I'm running a tensorflow model which is exhausting 60G of RAM in about 10 minutes while processing large images.
I've run Heapy to try to pin down a leak, but heapy shows only 90M of memory usage and remains constant.
I noted this article: Python process consuming increasing amounts of system memory, but heapy shows roughly constant usage
That suggested that the issue might be in python (2.7 here) with memory fragmentation. But that doesn't sound like a reasonable explanation for this case.
- I have 2 python Queues. In one I read an image from disk and load it
to the
raw
queue using a thread. - In another thread I read the
raw
queue, preprocess, and load it into aready
queue. - In my main thread I draw batches of 8 images from the
ready
queue and run them through tensorflow training. - With batches of 8 images (each ~25MB numpy matrices) I should have at least 24 * 25MB worth of memory being held between current processing and the two queues at any given time. But heapy only shows 90M of consumption.

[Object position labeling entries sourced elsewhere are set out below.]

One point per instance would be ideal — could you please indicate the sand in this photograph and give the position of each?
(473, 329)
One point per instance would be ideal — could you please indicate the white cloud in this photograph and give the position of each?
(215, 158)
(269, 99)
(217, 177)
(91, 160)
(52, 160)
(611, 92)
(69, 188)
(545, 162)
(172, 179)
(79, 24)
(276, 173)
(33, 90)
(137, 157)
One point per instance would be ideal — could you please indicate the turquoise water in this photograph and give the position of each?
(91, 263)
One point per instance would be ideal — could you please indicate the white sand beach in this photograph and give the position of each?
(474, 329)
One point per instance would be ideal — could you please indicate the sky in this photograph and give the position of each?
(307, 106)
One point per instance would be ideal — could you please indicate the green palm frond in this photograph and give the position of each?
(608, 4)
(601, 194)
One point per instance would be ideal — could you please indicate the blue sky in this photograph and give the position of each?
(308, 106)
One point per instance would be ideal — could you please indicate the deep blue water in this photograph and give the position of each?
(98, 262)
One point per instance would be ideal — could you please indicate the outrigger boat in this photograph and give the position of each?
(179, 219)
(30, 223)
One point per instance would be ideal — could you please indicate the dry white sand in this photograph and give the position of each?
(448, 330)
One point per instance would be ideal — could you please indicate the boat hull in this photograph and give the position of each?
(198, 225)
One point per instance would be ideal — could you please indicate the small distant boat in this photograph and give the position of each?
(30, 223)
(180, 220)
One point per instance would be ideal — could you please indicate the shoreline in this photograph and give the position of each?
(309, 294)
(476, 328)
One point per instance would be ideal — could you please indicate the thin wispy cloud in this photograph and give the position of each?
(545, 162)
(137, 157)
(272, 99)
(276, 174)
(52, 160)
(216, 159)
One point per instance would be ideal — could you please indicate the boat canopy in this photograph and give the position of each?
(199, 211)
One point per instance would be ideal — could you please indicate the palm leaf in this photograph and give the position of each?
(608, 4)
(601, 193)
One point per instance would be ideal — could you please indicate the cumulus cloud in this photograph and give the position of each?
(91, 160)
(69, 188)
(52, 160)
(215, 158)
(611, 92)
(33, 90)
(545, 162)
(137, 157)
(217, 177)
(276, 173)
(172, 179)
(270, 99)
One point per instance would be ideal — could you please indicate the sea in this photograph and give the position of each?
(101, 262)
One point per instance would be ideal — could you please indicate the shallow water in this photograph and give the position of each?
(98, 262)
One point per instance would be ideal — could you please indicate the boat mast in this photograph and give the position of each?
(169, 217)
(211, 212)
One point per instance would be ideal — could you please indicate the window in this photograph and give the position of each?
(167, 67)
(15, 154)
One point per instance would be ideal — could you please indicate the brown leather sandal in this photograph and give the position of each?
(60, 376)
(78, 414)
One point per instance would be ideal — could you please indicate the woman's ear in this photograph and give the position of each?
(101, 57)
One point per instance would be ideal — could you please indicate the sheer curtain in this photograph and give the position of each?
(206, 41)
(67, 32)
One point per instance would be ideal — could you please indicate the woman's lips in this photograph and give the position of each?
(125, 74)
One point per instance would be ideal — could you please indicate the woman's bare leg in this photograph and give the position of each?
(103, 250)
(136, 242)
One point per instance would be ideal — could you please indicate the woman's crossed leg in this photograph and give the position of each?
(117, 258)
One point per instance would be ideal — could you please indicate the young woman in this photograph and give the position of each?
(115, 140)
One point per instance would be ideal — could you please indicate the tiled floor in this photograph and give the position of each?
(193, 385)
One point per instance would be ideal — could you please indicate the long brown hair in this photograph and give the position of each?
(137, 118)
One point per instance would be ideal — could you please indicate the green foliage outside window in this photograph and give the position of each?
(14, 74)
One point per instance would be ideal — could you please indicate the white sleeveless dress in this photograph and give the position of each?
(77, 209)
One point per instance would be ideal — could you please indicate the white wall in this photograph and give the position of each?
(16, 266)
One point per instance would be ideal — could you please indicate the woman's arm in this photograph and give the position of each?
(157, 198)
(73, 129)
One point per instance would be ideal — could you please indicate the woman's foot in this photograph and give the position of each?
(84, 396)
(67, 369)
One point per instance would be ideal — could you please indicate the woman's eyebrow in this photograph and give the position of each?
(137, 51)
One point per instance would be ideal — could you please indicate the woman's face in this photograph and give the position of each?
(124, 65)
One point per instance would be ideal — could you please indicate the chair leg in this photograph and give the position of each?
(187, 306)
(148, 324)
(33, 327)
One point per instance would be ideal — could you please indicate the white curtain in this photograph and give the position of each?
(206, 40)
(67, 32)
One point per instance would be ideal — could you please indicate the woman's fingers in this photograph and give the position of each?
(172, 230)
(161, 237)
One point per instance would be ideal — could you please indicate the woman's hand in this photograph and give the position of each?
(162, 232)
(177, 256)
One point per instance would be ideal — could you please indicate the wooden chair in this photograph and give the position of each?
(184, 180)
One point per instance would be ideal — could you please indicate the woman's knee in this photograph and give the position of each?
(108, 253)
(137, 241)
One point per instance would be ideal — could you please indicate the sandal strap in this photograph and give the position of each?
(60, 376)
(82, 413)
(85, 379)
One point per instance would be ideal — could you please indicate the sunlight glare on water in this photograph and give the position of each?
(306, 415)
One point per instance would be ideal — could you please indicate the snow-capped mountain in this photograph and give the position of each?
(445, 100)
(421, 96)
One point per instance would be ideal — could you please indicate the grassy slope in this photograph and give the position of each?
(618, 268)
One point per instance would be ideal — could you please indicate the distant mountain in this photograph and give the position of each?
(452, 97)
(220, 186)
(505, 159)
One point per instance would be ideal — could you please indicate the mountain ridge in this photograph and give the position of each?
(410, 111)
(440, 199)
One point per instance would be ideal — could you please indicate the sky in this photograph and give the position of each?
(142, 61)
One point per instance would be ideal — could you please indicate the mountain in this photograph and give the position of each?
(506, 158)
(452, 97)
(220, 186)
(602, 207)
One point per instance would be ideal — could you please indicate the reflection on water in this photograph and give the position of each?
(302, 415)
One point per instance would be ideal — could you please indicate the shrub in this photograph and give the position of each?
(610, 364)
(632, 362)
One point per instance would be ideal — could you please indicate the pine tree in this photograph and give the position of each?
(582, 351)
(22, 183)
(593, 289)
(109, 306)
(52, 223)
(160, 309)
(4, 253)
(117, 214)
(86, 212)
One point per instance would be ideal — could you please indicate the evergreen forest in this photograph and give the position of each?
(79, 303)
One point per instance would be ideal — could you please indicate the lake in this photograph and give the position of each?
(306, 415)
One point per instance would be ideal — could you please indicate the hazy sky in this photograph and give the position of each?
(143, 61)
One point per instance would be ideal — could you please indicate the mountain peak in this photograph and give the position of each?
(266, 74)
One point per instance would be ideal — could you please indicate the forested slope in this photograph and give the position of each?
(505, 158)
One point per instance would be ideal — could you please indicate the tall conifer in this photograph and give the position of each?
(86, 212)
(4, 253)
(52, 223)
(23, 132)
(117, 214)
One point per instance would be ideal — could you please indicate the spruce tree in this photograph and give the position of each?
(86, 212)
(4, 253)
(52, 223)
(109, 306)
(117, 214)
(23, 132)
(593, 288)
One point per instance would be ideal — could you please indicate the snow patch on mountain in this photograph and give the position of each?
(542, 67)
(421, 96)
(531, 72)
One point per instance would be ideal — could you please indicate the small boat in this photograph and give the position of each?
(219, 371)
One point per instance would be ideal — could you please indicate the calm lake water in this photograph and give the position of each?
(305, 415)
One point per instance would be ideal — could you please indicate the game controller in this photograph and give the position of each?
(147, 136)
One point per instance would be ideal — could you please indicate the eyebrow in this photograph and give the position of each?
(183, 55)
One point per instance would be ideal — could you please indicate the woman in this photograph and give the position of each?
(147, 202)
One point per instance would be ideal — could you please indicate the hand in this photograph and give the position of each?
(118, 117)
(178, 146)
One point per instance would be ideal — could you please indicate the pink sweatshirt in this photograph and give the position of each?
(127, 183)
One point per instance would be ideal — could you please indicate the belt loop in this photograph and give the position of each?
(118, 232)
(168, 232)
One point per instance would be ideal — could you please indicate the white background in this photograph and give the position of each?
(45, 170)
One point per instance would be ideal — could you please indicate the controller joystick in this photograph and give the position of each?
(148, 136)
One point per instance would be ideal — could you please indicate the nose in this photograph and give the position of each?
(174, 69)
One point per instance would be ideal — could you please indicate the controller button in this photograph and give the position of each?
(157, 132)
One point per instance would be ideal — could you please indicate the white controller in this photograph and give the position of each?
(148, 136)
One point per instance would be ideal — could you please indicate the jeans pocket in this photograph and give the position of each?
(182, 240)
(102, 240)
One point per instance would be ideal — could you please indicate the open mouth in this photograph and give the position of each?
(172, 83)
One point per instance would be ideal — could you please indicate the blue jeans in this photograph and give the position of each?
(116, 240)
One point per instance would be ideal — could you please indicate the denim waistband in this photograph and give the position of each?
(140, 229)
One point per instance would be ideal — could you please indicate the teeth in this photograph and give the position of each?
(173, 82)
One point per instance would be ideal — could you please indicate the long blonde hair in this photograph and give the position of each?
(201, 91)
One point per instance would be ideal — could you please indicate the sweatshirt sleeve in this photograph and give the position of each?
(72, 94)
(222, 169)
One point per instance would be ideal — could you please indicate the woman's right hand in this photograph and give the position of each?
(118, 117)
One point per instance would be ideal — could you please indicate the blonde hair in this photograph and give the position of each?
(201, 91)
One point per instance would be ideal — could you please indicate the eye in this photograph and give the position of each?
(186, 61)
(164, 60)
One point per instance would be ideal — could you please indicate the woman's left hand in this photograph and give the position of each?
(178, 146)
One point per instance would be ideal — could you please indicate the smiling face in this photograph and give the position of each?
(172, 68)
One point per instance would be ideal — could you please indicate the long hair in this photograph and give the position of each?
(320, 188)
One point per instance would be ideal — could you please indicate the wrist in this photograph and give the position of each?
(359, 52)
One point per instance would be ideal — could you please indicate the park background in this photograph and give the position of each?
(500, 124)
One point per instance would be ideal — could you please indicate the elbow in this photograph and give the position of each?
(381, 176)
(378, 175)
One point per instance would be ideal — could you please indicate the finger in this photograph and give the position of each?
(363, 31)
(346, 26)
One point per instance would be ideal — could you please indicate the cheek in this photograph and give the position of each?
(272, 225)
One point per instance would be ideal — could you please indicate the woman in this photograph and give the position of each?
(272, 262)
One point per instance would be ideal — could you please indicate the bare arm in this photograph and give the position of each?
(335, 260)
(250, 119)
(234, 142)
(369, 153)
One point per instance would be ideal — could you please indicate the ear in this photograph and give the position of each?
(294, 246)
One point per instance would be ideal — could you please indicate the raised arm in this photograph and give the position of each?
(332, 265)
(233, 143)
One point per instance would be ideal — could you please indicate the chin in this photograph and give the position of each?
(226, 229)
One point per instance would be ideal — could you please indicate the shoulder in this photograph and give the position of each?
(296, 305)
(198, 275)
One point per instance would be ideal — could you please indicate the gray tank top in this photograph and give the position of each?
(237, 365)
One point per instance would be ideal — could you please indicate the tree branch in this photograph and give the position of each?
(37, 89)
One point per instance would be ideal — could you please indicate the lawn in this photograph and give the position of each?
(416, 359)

So heapy is failing to see at least the 600M of memory that I know must be held at any given moment.
Hence, if heapy can't see the memory I know is there, I can't trust it to see where the leak is. At the rate it's leaking it's a virtual certainty that the batches of images are causing it.
I'm using the threading
module in python to kick off the loader and preprocessor threads. I've tried calling print h.heap()
from within the threads code and the main code, all with the same results.